I think that it clinches it for Kew.

 
bemahan
1003532.  Tue Jun 11, 2013 2:52 pm Reply with quote

Spud's made the point I was trying to highlight.
bemahan wrote:
Wiki says "Members of the police forces are attested under section 29 of the Police Act 1996."
Although Port and Park constabularies etc are attested and have powers of arrest, they are attested under different sections to that above.

 
Sadurian Mike
1003533.  Tue Jun 11, 2013 2:56 pm Reply with quote

Wait a second, is there confusion here over the difference between a constable and police constable?

Some of you seem to be discounted constables just because they aren't the police, which is not what a constabulary actually is.

 
bemahan
1003540.  Tue Jun 11, 2013 3:09 pm Reply with quote

I must say I'm finding it all very confusing.
Seems to me we need to strictly define what, for the purposes of the OP, is counted as a 'constabulary'. I understood that 'constabulary' is, as far as I can see, just an older word for a police force.

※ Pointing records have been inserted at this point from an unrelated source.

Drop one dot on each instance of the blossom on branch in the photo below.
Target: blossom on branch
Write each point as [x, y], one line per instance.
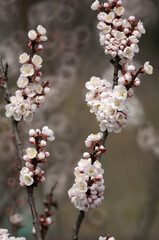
[88, 189]
[109, 101]
[32, 173]
[32, 91]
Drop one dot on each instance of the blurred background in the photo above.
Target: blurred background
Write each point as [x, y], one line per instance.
[71, 56]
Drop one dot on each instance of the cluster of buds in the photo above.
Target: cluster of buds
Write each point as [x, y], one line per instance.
[32, 90]
[118, 36]
[107, 238]
[32, 173]
[109, 105]
[4, 235]
[88, 189]
[110, 101]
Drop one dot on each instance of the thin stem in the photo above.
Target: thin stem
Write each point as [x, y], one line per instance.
[77, 226]
[34, 212]
[81, 214]
[4, 85]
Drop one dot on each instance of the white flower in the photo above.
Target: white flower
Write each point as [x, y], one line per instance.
[27, 179]
[32, 35]
[117, 22]
[27, 70]
[16, 114]
[91, 171]
[40, 99]
[141, 28]
[32, 132]
[9, 110]
[43, 38]
[37, 60]
[46, 90]
[102, 16]
[41, 30]
[41, 155]
[93, 83]
[31, 153]
[49, 133]
[16, 218]
[28, 116]
[38, 88]
[119, 11]
[95, 137]
[43, 143]
[148, 68]
[137, 33]
[133, 39]
[134, 47]
[95, 5]
[101, 25]
[128, 53]
[120, 92]
[22, 82]
[110, 17]
[23, 58]
[119, 35]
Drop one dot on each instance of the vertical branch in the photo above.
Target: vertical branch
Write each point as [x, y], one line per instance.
[77, 226]
[34, 212]
[81, 214]
[4, 85]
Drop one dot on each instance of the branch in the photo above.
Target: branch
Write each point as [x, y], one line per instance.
[4, 85]
[81, 214]
[34, 212]
[77, 226]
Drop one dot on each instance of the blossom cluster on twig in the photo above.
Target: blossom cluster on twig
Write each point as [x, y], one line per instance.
[4, 235]
[31, 90]
[109, 100]
[88, 189]
[32, 173]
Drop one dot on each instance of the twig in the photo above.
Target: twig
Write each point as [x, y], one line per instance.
[77, 226]
[4, 85]
[81, 214]
[48, 203]
[34, 212]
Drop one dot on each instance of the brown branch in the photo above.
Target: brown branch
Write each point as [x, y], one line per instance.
[81, 214]
[77, 226]
[4, 85]
[34, 212]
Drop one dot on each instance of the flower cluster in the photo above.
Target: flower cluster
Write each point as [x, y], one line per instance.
[109, 101]
[109, 105]
[118, 36]
[87, 191]
[32, 91]
[4, 235]
[32, 173]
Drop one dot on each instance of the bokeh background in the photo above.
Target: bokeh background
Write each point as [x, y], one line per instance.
[71, 56]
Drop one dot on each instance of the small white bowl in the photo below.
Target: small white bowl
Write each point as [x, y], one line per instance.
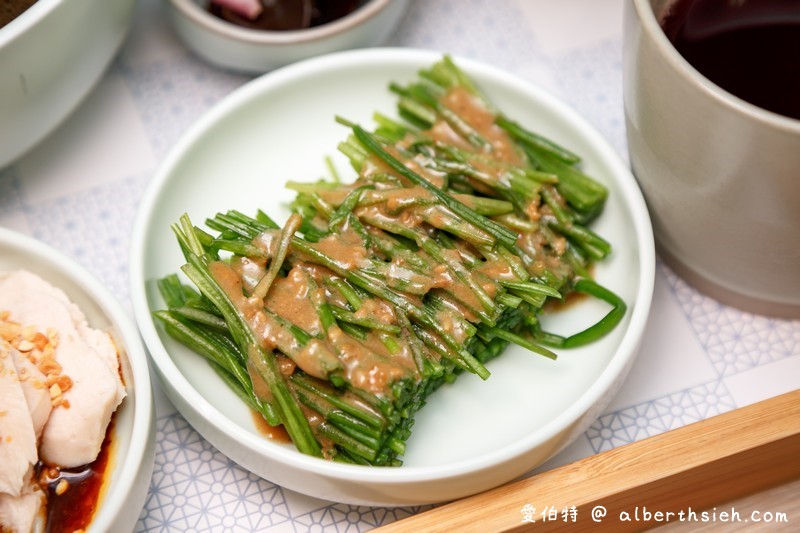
[237, 48]
[131, 461]
[471, 436]
[51, 57]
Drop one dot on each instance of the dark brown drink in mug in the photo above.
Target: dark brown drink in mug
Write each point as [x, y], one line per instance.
[750, 48]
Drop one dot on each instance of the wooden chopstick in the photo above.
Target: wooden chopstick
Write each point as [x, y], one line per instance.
[691, 468]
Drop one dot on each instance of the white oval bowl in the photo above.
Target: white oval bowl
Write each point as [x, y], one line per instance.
[51, 57]
[471, 436]
[249, 50]
[131, 461]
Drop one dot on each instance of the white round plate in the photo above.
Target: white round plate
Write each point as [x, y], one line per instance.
[131, 463]
[472, 435]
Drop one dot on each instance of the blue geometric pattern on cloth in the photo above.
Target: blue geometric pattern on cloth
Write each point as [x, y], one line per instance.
[733, 340]
[659, 415]
[86, 226]
[197, 488]
[153, 87]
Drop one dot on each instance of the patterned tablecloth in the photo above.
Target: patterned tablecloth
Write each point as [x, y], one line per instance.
[79, 190]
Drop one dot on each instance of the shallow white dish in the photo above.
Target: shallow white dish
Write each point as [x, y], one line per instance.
[51, 57]
[131, 462]
[471, 436]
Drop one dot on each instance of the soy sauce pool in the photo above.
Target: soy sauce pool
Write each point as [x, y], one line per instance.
[750, 48]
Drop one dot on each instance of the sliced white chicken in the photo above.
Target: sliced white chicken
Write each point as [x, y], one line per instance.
[17, 436]
[76, 428]
[24, 513]
[35, 389]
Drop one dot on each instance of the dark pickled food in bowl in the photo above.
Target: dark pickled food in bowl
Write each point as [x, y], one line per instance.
[281, 15]
[11, 9]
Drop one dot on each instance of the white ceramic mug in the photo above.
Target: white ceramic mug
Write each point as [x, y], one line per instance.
[721, 176]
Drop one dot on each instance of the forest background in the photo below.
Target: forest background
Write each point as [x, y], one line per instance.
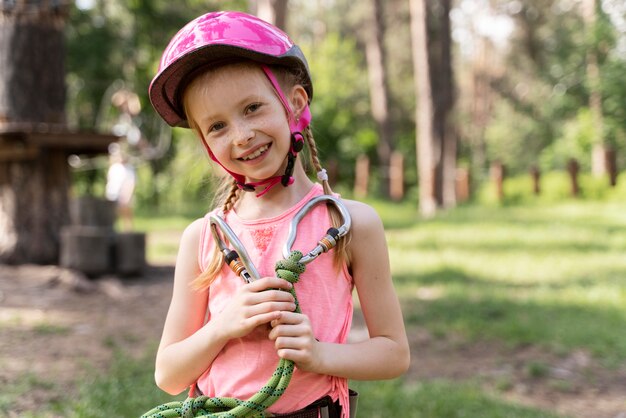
[529, 85]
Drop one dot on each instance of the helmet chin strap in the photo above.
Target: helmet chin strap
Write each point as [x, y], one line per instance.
[296, 127]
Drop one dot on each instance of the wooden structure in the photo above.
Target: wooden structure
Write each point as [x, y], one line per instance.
[34, 139]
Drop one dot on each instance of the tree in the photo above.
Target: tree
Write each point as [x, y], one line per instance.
[34, 139]
[273, 11]
[436, 144]
[374, 34]
[598, 155]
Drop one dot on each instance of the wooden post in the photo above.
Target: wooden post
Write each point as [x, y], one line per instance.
[462, 184]
[130, 253]
[497, 176]
[34, 139]
[332, 166]
[611, 165]
[361, 179]
[535, 175]
[396, 176]
[572, 169]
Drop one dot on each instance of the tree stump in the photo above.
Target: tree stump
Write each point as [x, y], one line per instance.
[362, 173]
[130, 253]
[34, 139]
[87, 249]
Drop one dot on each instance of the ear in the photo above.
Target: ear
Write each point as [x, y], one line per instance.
[299, 99]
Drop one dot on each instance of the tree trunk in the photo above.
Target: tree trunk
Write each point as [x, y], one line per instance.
[33, 207]
[33, 182]
[598, 161]
[272, 11]
[32, 72]
[379, 90]
[424, 109]
[444, 104]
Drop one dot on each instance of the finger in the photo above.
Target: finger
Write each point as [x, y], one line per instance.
[291, 318]
[270, 306]
[261, 319]
[269, 283]
[255, 298]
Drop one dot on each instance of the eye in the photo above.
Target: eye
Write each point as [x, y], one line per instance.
[253, 107]
[216, 127]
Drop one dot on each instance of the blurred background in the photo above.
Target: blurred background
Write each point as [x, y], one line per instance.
[528, 86]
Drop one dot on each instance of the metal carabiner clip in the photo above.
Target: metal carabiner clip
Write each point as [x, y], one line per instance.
[332, 235]
[238, 259]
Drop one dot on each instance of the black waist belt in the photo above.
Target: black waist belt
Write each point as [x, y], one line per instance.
[323, 408]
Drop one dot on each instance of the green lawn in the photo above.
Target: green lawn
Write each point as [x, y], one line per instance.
[550, 277]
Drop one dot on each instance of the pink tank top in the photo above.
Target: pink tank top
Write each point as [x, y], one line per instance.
[325, 295]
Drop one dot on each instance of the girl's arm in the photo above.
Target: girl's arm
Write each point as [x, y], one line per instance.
[385, 354]
[187, 346]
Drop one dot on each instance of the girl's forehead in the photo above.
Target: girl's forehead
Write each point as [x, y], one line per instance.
[238, 79]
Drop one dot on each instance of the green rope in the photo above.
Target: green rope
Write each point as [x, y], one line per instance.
[204, 407]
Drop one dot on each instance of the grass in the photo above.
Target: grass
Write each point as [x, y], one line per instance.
[552, 277]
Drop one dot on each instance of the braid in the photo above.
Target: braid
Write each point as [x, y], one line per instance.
[341, 252]
[229, 194]
[231, 198]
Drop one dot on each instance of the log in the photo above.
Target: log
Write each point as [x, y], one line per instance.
[130, 253]
[87, 249]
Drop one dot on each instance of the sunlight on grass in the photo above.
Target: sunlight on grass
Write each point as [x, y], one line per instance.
[543, 276]
[438, 399]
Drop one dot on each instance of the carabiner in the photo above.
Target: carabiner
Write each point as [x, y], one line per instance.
[332, 235]
[243, 267]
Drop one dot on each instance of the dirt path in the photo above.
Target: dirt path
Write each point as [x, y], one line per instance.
[52, 323]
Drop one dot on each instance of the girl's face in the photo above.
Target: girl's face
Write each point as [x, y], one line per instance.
[239, 116]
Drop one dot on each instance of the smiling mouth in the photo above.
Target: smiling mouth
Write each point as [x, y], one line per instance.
[255, 154]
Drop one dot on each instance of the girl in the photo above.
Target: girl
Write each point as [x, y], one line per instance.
[244, 88]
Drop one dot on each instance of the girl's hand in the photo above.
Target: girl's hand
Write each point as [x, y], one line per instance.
[254, 305]
[294, 340]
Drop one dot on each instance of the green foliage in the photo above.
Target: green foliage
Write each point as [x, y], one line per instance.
[341, 121]
[576, 142]
[540, 114]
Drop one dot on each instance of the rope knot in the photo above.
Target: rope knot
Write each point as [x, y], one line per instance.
[193, 407]
[290, 268]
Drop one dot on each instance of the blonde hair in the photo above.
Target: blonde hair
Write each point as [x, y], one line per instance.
[228, 193]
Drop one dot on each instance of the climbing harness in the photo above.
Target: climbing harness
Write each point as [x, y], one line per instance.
[290, 268]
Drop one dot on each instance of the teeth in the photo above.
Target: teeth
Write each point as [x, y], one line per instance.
[256, 153]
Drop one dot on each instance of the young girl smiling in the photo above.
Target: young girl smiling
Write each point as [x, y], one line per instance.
[245, 88]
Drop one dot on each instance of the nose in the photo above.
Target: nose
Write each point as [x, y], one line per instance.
[242, 133]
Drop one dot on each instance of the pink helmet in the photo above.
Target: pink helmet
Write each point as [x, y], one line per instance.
[214, 38]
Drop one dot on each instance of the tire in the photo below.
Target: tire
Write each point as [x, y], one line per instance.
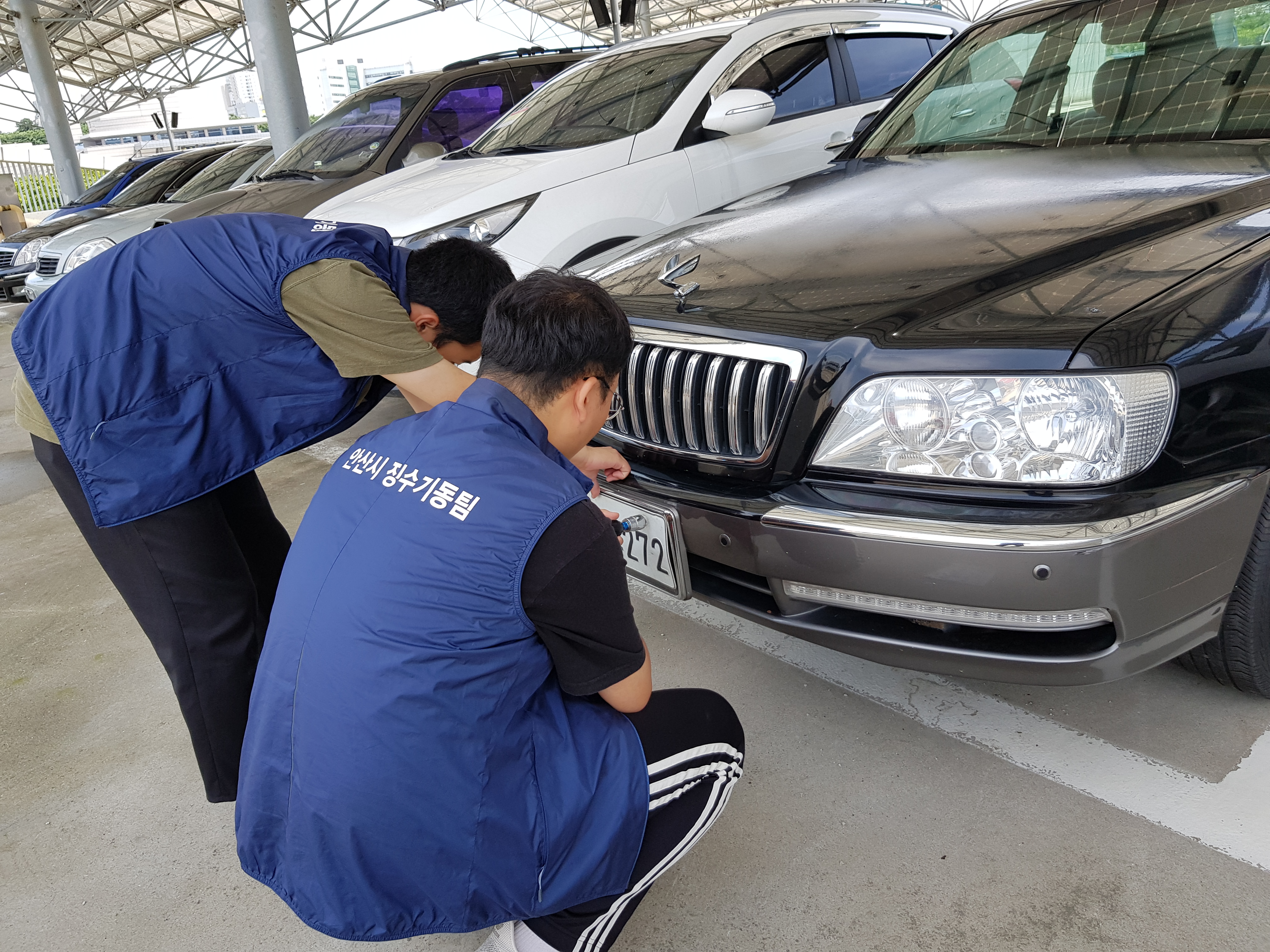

I think one of the reasons they changed from the word 'constabulary' to 'police force' was because people tend to search (either online or in a phone directory) on the word 'police' rather than 'constabulary'.

 
Spud McLaren
1003543.  Tue Jun 11, 2013 3:12 pm Reply with quote

Sadurian Mike wrote:
Wait a second, is there confusion here over the difference between a constable and police constable?

Some of you seem to be discounted constables just because they aren't the police, which is not what a constabulary actually is.
Must confess, Mike, that I'd assumed that "constables with full arresting powers" would be only the police. We do seem to be getting a bit bogged down in definitions here. Have you any info to help out?

 
Sadurian Mike
1003547.  Tue Jun 11, 2013 3:19 pm Reply with quote

Sure, constables are given special powers of arrest, search and enforcement when operating in their role. Hence prison officers, river wardens and so on are constables, but are not policemen.

Interestingly, the British Transport Police only have powers of constable when on railway-related property, although this may be extended when operating in relation to the railways network but not on railway land. This is a similar situation to prison officers being able to exercise their powers of constable outside the courts and prisons if the situation directly relates to a prisoner.

The basic premise is that constables have extended law-enforcement powers but only when acting within their sphere of responsibility.

 
tetsabb
1003552.  Tue Jun 11, 2013 3:35 pm Reply with quote

Looking at a list at work, among English counties and geographical areas, there are 16 Constabularies , eg Wiltshire Constabulary, 23 described as 'Police' eg Kent Police.
There area also 2 Police Groups.
These are the official titles I use for certain actions I carry out and have to record accurately

I wondered if the OP meant the average height of the coppers.
Shortest and tallest could be awfully difficult to find out.

 
Spud McLaren
1003599.  Tue Jun 11, 2013 6:19 pm Reply with quote

tetsabb wrote:
I wondered if the OP meant the average height of the coppers.
Shortest and tallest could be awfully difficult to find out.
On the contrary, that info is available, names and all. I'm not sure exactly how up to date it is, though.

Edit: Here it is.

 
plinkplonk
1099218.  Sat Oct 25, 2014 3:28 pm Reply with quote

Is it the Burlington Arcade?

http://www.bbc.co.uk/news/magazine-19683562

Edit: I've done the usual thing of quoting something that I discovered on QI-only in this case, it's this thread, isn't it?